She will betray you, you tell your son. You have to protect yourself.

She might not, your son argues back. He stands tall and proud, tries his best to look grown up, but you see the child that hadn't learned the lessons you'd tried to teach him, who'd been drawn in by an open hand, blind to the blood and storms hiding behind it.

The girl ends up solving your problem for you – by dying. Your son is heartbroken but he is safe. You traded your heart for his life years ago, and while it's a deal you never wanted him to have to make himself, it's one you're willing to accept.

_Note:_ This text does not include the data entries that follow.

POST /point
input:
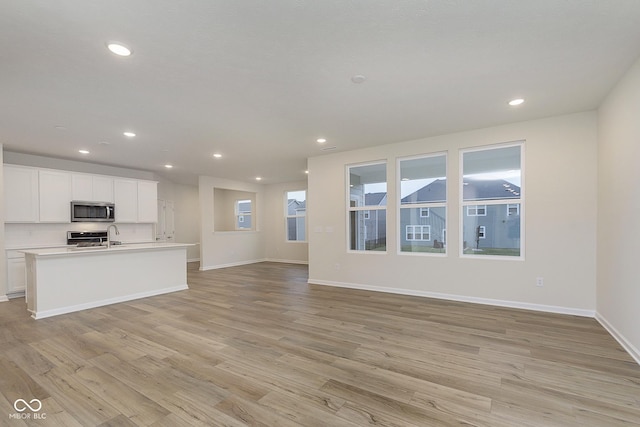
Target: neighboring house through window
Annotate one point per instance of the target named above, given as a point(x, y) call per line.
point(418, 233)
point(243, 214)
point(492, 176)
point(295, 215)
point(423, 204)
point(367, 207)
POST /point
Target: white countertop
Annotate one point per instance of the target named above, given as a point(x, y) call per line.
point(94, 250)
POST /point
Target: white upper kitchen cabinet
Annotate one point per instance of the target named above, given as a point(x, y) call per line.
point(20, 194)
point(147, 201)
point(125, 195)
point(55, 196)
point(92, 188)
point(165, 230)
point(102, 189)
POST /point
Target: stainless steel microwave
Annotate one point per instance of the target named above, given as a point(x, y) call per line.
point(92, 211)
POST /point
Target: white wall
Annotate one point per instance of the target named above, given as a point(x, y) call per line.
point(560, 222)
point(618, 281)
point(186, 213)
point(3, 255)
point(277, 246)
point(228, 248)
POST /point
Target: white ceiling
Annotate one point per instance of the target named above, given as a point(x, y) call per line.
point(259, 81)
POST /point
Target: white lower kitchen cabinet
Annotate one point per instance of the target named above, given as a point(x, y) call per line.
point(16, 274)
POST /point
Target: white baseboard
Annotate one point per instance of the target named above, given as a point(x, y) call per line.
point(630, 348)
point(231, 264)
point(461, 298)
point(287, 261)
point(70, 309)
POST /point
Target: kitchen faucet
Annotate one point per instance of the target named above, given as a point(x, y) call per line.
point(109, 234)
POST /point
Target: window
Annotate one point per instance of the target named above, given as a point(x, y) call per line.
point(367, 207)
point(243, 214)
point(295, 215)
point(477, 210)
point(233, 210)
point(418, 232)
point(492, 176)
point(423, 204)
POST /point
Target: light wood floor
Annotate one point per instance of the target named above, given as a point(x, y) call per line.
point(256, 345)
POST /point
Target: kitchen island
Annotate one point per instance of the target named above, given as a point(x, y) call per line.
point(64, 280)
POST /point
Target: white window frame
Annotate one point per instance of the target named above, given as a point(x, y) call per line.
point(287, 217)
point(240, 215)
point(420, 206)
point(521, 200)
point(472, 210)
point(366, 208)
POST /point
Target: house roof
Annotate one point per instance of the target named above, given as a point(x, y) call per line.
point(374, 199)
point(474, 189)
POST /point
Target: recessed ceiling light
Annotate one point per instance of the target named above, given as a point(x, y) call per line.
point(119, 49)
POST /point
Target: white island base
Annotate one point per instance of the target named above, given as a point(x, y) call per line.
point(65, 280)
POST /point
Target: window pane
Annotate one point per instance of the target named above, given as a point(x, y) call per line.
point(368, 234)
point(423, 234)
point(244, 222)
point(492, 174)
point(296, 203)
point(296, 229)
point(423, 180)
point(496, 233)
point(296, 210)
point(368, 185)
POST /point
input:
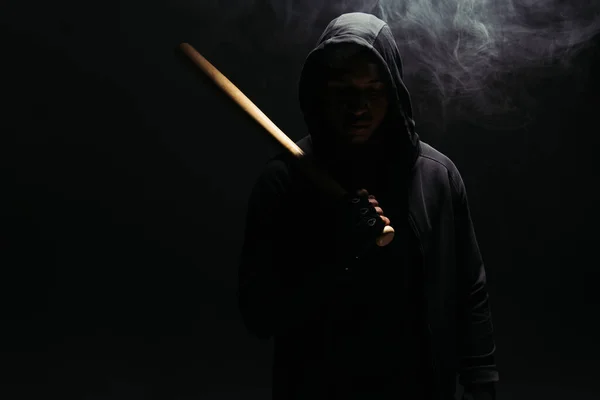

Except the girl didn't die.

She returns stronger than ever, aided by the boy with hair like blood. Together they bring destruction the likes of which you haven't seen in years. A crack begins to form in the world.

You learn which of her parents she is.

One of her companions is a young warrior woman, with hair like jungle shade and eyes like cool earth.

Your daughter.

The woman you loved – still love – has betrayed you. She has sent your own daughter to kill your son. Why else would she be here?

You still can't bring yourself to kill her though. Not here, not now, not your own daughter. You betray your son by letting her live. You can only hope your betrayal won't be his end.

When you awaken, the girl with hair like fire is trying to grow even stronger still. Your son is by your side for now. You take what comfort from that that there is.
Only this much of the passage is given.